Sunday, 8 August 2021

Seven decades ago

I've had no time for any sewing at all this week, so instead, I'm looking at another of my old copies of Vogue Pattern Book. This one is the August/September 1951 issue, so is exactly 70 years old.

The change of seasons is the main theme of the issue, although there are a few other articles. The first, and longest, feature is titled "Summer into autumn", and features patterns for 'town clothes' in crêpe, satin, silk jersey, wool jersey, faille, and sheer silk. One of the suggestions for wool jersey, 7444, is also the cover image.

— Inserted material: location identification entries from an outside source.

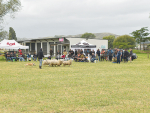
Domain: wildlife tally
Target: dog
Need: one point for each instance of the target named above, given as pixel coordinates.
(30, 64)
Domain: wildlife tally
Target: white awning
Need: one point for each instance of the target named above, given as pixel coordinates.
(11, 44)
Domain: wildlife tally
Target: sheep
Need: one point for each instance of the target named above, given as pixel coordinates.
(46, 62)
(67, 62)
(55, 62)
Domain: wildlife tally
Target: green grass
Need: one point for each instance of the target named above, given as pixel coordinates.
(83, 87)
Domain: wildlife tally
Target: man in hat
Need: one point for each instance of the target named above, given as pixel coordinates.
(40, 57)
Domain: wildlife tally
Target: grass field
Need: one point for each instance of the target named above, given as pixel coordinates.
(83, 87)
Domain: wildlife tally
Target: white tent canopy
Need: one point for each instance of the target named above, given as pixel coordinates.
(83, 45)
(11, 44)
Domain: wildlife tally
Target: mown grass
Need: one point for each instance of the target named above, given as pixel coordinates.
(83, 87)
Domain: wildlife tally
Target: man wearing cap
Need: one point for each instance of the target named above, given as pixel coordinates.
(40, 57)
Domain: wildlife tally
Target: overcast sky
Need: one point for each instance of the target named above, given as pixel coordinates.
(42, 18)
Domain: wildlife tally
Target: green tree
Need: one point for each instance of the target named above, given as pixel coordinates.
(9, 7)
(141, 35)
(124, 42)
(3, 35)
(110, 40)
(12, 34)
(88, 35)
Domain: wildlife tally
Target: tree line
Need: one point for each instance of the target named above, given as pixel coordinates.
(124, 41)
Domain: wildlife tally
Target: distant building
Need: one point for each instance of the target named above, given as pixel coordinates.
(59, 44)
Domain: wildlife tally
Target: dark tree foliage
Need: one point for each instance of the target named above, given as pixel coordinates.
(141, 35)
(124, 42)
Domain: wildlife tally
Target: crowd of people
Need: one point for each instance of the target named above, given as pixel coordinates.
(78, 55)
(115, 56)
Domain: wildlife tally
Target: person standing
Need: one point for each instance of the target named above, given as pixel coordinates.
(35, 56)
(122, 55)
(98, 54)
(51, 52)
(125, 55)
(40, 57)
(118, 56)
(130, 55)
(102, 54)
(110, 53)
(75, 52)
(20, 51)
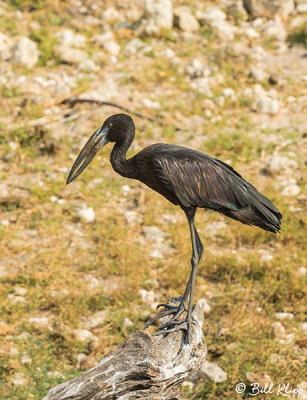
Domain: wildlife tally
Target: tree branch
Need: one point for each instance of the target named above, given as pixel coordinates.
(144, 367)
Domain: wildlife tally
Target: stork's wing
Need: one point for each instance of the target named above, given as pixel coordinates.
(201, 181)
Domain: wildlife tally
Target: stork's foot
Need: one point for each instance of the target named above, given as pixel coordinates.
(169, 309)
(176, 325)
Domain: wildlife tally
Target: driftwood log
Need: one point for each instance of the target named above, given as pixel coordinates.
(144, 367)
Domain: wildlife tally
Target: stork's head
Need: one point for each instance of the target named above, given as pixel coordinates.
(113, 129)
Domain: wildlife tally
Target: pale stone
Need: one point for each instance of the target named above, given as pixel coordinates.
(25, 52)
(267, 105)
(6, 44)
(112, 47)
(269, 8)
(205, 305)
(70, 38)
(291, 190)
(147, 296)
(202, 85)
(283, 316)
(95, 320)
(40, 322)
(83, 335)
(87, 214)
(71, 55)
(213, 372)
(279, 330)
(158, 15)
(185, 20)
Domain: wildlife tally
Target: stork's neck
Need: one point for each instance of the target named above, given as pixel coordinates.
(118, 158)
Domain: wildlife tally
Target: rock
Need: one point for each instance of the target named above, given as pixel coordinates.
(202, 85)
(25, 359)
(19, 379)
(70, 38)
(71, 55)
(15, 298)
(87, 66)
(214, 228)
(210, 16)
(154, 234)
(87, 363)
(196, 69)
(127, 322)
(275, 28)
(111, 47)
(302, 271)
(59, 293)
(188, 386)
(153, 283)
(216, 18)
(250, 32)
(95, 320)
(291, 190)
(184, 20)
(205, 305)
(111, 15)
(213, 372)
(94, 345)
(258, 73)
(156, 253)
(134, 45)
(151, 104)
(55, 374)
(265, 255)
(83, 335)
(40, 322)
(158, 16)
(87, 214)
(278, 329)
(302, 387)
(301, 6)
(262, 379)
(105, 92)
(25, 52)
(133, 217)
(230, 93)
(283, 316)
(304, 328)
(269, 8)
(6, 44)
(147, 296)
(277, 163)
(237, 10)
(267, 105)
(20, 291)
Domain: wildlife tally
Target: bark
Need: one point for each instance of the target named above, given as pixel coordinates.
(144, 367)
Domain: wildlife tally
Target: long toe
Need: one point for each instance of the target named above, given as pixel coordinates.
(164, 313)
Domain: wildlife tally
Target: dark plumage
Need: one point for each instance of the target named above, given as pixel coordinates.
(187, 178)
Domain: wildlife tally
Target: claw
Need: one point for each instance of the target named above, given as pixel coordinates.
(161, 315)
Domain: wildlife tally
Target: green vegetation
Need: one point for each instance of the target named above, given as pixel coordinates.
(68, 269)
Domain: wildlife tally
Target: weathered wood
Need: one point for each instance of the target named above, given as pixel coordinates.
(144, 367)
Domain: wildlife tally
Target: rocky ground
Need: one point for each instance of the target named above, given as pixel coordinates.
(82, 266)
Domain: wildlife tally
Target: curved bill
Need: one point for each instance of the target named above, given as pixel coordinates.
(96, 142)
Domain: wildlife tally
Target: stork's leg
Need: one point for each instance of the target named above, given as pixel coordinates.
(197, 250)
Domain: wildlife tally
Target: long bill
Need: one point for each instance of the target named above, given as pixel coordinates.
(95, 143)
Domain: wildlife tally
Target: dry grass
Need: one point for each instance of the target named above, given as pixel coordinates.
(71, 269)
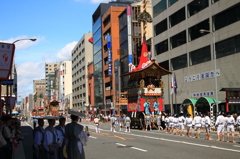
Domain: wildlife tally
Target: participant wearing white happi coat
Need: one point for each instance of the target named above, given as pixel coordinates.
(176, 125)
(207, 124)
(128, 123)
(76, 138)
(50, 140)
(197, 122)
(60, 129)
(181, 121)
(167, 124)
(230, 122)
(158, 120)
(171, 124)
(97, 123)
(148, 121)
(113, 125)
(39, 151)
(121, 120)
(238, 124)
(220, 124)
(188, 123)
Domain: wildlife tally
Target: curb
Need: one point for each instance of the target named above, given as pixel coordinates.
(18, 152)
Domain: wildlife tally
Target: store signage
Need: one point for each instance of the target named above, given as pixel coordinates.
(201, 76)
(6, 59)
(202, 94)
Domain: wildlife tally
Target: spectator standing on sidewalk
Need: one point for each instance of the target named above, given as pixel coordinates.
(60, 136)
(76, 138)
(96, 123)
(188, 123)
(3, 142)
(38, 150)
(230, 122)
(50, 139)
(113, 124)
(207, 124)
(238, 124)
(7, 135)
(220, 124)
(128, 123)
(197, 122)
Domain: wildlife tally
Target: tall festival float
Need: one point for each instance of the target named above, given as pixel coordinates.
(145, 88)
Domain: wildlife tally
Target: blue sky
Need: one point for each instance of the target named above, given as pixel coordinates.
(57, 25)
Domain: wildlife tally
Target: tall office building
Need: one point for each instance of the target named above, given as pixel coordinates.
(39, 89)
(180, 47)
(64, 80)
(98, 49)
(51, 85)
(82, 55)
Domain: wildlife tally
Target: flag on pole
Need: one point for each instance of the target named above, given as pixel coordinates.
(174, 84)
(144, 54)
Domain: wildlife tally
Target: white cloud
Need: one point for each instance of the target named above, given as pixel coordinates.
(23, 44)
(100, 1)
(96, 1)
(65, 53)
(27, 72)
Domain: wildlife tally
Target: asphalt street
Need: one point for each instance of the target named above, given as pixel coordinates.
(145, 144)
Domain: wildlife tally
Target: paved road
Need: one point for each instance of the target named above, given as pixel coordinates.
(152, 144)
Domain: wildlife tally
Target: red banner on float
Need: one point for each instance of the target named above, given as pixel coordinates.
(6, 60)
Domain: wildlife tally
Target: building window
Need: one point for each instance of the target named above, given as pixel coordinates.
(228, 47)
(171, 2)
(214, 1)
(196, 6)
(160, 27)
(178, 39)
(177, 17)
(136, 29)
(106, 20)
(159, 8)
(161, 47)
(200, 55)
(179, 62)
(227, 17)
(194, 32)
(164, 64)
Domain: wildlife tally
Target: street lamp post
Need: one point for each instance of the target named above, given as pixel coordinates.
(32, 39)
(215, 67)
(82, 104)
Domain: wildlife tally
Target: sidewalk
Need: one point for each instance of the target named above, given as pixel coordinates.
(18, 152)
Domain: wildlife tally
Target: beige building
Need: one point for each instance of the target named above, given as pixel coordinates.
(64, 80)
(39, 89)
(82, 54)
(51, 85)
(181, 48)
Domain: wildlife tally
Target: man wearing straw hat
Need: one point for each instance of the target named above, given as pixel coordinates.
(75, 136)
(38, 135)
(50, 139)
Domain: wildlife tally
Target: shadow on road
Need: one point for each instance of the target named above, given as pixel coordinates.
(27, 141)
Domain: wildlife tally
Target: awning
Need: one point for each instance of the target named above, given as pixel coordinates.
(207, 100)
(230, 89)
(189, 101)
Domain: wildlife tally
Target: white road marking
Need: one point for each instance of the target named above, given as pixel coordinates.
(195, 144)
(226, 149)
(176, 141)
(120, 144)
(93, 137)
(139, 149)
(236, 145)
(133, 147)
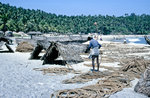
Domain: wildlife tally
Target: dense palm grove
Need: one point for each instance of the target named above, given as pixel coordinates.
(19, 19)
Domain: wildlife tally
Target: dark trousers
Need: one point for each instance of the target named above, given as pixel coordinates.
(97, 60)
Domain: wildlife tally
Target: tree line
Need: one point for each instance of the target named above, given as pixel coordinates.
(19, 19)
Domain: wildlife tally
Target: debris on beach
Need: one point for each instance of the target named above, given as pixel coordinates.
(135, 66)
(24, 47)
(143, 86)
(7, 42)
(109, 84)
(66, 53)
(56, 70)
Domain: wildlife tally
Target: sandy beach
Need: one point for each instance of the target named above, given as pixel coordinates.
(19, 79)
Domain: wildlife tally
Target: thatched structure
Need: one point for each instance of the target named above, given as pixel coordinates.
(65, 54)
(143, 86)
(24, 47)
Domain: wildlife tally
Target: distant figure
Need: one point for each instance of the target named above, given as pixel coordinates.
(94, 52)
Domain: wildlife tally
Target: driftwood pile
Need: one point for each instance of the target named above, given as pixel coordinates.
(24, 47)
(143, 86)
(55, 70)
(57, 53)
(136, 66)
(103, 88)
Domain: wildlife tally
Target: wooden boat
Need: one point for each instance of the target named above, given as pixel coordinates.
(147, 39)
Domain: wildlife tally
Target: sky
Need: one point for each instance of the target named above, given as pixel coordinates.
(85, 7)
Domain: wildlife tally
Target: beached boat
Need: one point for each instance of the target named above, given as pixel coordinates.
(147, 40)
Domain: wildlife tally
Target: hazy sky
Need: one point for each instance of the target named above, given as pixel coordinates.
(85, 7)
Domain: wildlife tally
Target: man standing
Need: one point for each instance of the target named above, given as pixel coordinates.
(94, 52)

Vogue Pattern Book, August-September 1951

I must admit that one of the first things I noticed about the cover was the puckered crown of the hat (once a hatmaker, always a hatmaker). On the photograph inside the magazine, however, the puckers have mysteriously vanished. I wonder if the black and white version had been tinkered with a little, but it was too complicated to do the same with the colour image?

The miraculously improved hat

Amid the choices for silk jersey, 7228 is described as "For the older woman". Even though Mrs Exeter had been appearing in Vogue for a couple of years by 1951, it seems as though she hadn't yet made her way into the pattern book.

L to R - 7352, 7362, 7228

There are no references to older women in the four-page feature "Designed to be slimming", and nor are there any illustrations of figures which might need such help. 7443 is described as "particularly flattering to the not-very-slender", which prompted my mum to comment, "She looks pretty blooming slender to me already"!

L to R - 7443, S-4214

The 'Vogue's-eye view' of fashion is also apparent in a short piece on the 1951 National Sewing Contest. One section of this was won by Mrs Irene Basford of Birkdale, who made up a Vogue Paris Original Schiaparelli pattern, 1098.

1098, taken from Pinterest. Photographed in Paris, of course!

Either Mrs Basford was publicity-shy, or she was not considered Vogue material, as the photograph of her wearing her creation is severely cropped.

The mysterious Mrs Basford

Returning to the autumnal theme, "Now - and later" features clothes which can be worn with or without a coat, as the weather cools.

Colourful images for autumn . . .

. . . and a more restrained palette

These include S-4214 "specially designed on softer lines for the older woman" and 7414 which creates "an illusion of slimness for the not-so-slender".

L to R - 630, S-4214, 7414

The feature "Packing for an autumn holiday" offers suggestions for suits, separates, and dresses for sightseeing.

Holiday suits

The green dress in the centre of the right page looked familiar, although the fabric suggestion of shantung is far more formal than the seersucker I used for my version.

Holiday separates and dresses

Also on the side of formality, the final packing suggestion is an evening dress - something which I have never needed on any holiday, at any time of year!

Never part of my packing plans

Vogue Pattern Book readers seemed to attend a lot of cocktail parties, if the number of cocktail dresses and related clothes featured in the issue is anything to go by. Among others, 7155 is described as a jacket "for cocktails or evening wear", while 7208 and 7391 are cocktail dresses in faille and taffeta respectively. That all three appear in a section on maternity wear suggests that pregnancy, like a lot of other things, was very different 70 years ago!

For the cocktail-quaffing mother-to-be (don't try this at home!)